Institutional abuse: NI report scathing at how Nazareth homes were run
Inquiries on both sides of Border criticised care in homes run by Sisters of Nazareth
The Historical Institutional Abuse report found that “the development of Nazareth House and Nazareth Lodge was motivated by the drive on the part of the Roman Catholic Church to provide services for Catholic children, so that they would not need to be admitted to workhouses, state institutions or homes run by non-Catholic organisations where the Church felt that their spiritual needs might not be met appropriately”. File photograph: Getty Images
The Northern Ireland Historical Institutional Abuse inquiry (HIA) report last January was unequivocal in its findings about the Nazareth House (girls) and Nazareth Lodge (boys) homes in Belfast, both run by the Sisters of Nazareth.
It investigated abuses in Northern Ireland residential institutions for children in the period between 1922 and 1995.
The HIA report concluded that at the homes in Belfast “the shortage of finance and its consequent impact on staffing levels and physical standards of care amounted to a form of neglect and constituted systemic abuse. Although both central government and the welfare authorities bore some responsibility, this was primarily the responsibility of the Sisters of Nazareth.”
Up to the 1960s, the state, it said, “was content to allow the Sisters to continue to proceed as before, relying solely on the funds they could raise from the Catholic community to cover their running costs”.
The HIA report found that “the development of Nazareth House and Nazareth Lodge was motivated by the drive on the part of the Roman Catholic Church to provide services for Catholic children, so that they would not need to be admitted to workhouses, state institutions or homes run by non-Catholic organisations where the Church felt that their spiritual needs might not be met appropriately”.
“This was a matter of considerable concern to the Roman Catholic Church in the late 19th and early 20th centuries, as there was some active proselytisation to attract children to become Protestants.”
The Sisters “wished to remain self-sufficient, in order to avoid becoming beholden to the state. The consequence of the Sisters’ approach was that, while the nuns themselves received no salary and only required their keep, the Order had insufficient resources to appoint paid staff,” it said.
For most of the relevant decades it was a similar story in the residential institution for children run by the Sisters of Nazareth in Sligo.

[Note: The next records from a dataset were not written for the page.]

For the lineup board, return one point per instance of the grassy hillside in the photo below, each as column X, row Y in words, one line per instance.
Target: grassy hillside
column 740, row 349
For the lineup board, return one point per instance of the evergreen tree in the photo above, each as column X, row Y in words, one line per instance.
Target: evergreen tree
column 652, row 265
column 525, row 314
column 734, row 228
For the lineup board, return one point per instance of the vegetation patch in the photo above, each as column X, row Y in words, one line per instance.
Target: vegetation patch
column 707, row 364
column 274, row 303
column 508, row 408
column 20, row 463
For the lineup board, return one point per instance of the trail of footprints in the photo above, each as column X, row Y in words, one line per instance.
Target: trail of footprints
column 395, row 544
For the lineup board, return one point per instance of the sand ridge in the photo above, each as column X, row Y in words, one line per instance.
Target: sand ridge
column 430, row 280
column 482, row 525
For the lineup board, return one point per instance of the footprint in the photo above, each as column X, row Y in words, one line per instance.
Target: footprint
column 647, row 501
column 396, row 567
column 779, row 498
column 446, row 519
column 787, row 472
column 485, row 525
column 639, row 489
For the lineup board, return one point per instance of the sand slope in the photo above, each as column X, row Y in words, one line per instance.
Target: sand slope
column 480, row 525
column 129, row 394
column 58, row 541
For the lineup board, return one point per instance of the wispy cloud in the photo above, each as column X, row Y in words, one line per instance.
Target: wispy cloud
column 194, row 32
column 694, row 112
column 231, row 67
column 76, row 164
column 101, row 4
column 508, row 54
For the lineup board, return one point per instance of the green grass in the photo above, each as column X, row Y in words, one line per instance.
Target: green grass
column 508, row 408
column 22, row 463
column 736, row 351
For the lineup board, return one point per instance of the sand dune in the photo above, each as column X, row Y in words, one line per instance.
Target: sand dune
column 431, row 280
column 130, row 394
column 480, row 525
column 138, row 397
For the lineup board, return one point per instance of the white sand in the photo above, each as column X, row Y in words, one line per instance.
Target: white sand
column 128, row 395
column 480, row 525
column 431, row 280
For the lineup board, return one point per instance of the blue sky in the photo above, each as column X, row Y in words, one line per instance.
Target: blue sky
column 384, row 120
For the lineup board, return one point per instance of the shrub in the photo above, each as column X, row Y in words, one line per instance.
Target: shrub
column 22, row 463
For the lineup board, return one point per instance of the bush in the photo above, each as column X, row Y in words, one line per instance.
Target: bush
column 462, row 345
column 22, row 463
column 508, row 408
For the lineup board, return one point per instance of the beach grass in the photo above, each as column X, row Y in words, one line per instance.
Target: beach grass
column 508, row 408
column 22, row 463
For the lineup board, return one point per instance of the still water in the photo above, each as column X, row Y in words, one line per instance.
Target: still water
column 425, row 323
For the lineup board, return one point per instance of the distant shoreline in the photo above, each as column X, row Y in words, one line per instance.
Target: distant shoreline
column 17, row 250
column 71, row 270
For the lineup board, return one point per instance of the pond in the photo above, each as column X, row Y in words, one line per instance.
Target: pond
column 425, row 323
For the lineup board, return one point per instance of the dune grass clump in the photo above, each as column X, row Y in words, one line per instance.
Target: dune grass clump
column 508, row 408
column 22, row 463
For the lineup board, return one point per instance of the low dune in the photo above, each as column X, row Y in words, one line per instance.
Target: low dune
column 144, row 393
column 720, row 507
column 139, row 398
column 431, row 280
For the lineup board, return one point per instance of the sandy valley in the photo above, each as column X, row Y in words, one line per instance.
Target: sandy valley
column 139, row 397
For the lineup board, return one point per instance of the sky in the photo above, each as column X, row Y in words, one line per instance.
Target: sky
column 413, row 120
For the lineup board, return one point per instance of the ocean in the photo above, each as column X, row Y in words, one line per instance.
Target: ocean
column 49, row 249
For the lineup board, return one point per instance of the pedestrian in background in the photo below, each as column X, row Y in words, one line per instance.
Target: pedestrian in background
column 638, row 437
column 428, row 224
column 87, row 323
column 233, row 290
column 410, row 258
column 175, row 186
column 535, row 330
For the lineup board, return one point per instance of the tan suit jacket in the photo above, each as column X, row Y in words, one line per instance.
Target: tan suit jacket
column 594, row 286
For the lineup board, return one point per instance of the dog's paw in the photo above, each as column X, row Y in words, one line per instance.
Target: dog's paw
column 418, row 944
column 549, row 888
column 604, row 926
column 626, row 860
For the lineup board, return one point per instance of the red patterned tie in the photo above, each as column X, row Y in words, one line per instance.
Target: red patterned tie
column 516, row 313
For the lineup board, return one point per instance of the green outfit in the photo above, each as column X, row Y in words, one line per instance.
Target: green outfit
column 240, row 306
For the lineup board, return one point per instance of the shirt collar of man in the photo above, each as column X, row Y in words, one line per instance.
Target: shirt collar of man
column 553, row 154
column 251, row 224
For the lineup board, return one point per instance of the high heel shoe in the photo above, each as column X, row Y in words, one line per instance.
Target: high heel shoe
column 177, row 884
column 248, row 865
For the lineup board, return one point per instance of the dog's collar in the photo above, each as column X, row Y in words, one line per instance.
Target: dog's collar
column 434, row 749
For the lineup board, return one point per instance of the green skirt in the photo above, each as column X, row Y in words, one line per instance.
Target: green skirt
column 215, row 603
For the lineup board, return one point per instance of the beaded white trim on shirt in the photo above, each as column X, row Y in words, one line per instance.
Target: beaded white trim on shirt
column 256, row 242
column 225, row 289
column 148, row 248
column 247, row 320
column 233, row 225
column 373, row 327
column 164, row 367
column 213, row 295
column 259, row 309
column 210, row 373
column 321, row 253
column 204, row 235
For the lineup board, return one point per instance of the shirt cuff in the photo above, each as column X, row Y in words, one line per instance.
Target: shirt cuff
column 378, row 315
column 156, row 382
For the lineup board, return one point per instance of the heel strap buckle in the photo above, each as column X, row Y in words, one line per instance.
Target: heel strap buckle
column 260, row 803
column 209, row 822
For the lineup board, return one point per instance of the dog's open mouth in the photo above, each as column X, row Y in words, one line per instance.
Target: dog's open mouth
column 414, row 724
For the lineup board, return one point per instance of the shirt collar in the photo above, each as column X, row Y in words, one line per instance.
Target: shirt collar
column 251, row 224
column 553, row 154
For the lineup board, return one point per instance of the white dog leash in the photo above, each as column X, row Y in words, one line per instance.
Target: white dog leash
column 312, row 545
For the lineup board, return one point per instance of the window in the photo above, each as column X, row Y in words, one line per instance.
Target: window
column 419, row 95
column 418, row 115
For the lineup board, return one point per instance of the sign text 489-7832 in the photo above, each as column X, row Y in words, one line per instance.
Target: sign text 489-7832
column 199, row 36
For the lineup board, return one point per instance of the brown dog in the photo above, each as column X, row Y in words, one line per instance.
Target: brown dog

On Thursday, July 22nd, 2004, Sr Cornelia Walsh of the Sisters of Nazareth told the Commission to Inquire into Child Abuse (Ryan Commission) that they had dealt with 1,851 children at their Sligo home between 1910 and its closure in 1993.
Allegations of physical and sexual abuse “against persons other than sisters” began to emerge in the mid-1990s, she said. There were also allegations of “administration of harsh discipline by a Sister” and about the home itself.
These allegations had dismayed the congregation, she said.
In its 2009 report, the Ryan commission, having noted the Sisters of Nazareth operated a residential home for boys and girls in Sligo, commented starkly in one single line given a pararaph to itself (1.144) that: “The Sisters of Nazareth have not issued a public apology.”
The report noted, however, that the Sisters had contributed to the State redress scheme, quoting “Sr Cornelia Walsh, Sister Superior of the Congregation”.
She said: “We consider that the Government’s initiative in recognising the shared involvement of the State and those who sought to supplement and provide care which the State could not, was a very worthy one, particularly as it offered a non-adversarial and speedy avenue for those seeking and needing redress.”
At the HIA inquiry in Northern Ireland, the Sisters of Nazareth did apologise for the treatment of children at their homes in Belfast.
On January 15th, 2014, Turlough Montague QC, representing the Sisters, said members of the congregation were “appalled and shocked” by some of the testimonies.
On behalf of the Sisters, he apologised unreservedly “for any abuse suffered by children in their care”.
Where such residential institutions for children in the South were concerned, the 2009 Ryan report said: “The (State) Inspector found that malnourishment was a serious problem in schools run by nuns in the 1940s and, although improvements were made, the food provided in many of these schools continued to be meagre and basic.”
Despite that, State assistance to or involvement with such Church-run institutions remained a matter of deep suspicion where senior Catholic Church figures were concerned, right up to recent times.
In an address at the Humbert School in Castlebar, Co Mayo, on August 23rd, 2001, then Bishop of Ferns Brendan Comiskey said the Catholic Church “should have learned a long time ago to use a very long spoon in dealing with government”.
He said “the State’s tune is not, and should never be, the tune of any church” and that “a faith-based agency, in receipt of substantial State funding, will gradually become a place where the ‘volunteer’ will gradually be equated with ‘amateur’ and will become an oddity, and shortly a casualty, in an organisation of professionals,” he said.
Dealings between Church and State were “never a marriage of equals, there is no prenuptial agreement and the divorce proceedings can be very bitter and financially ruinous. The history of Irish industrial schools is but one example”, he said.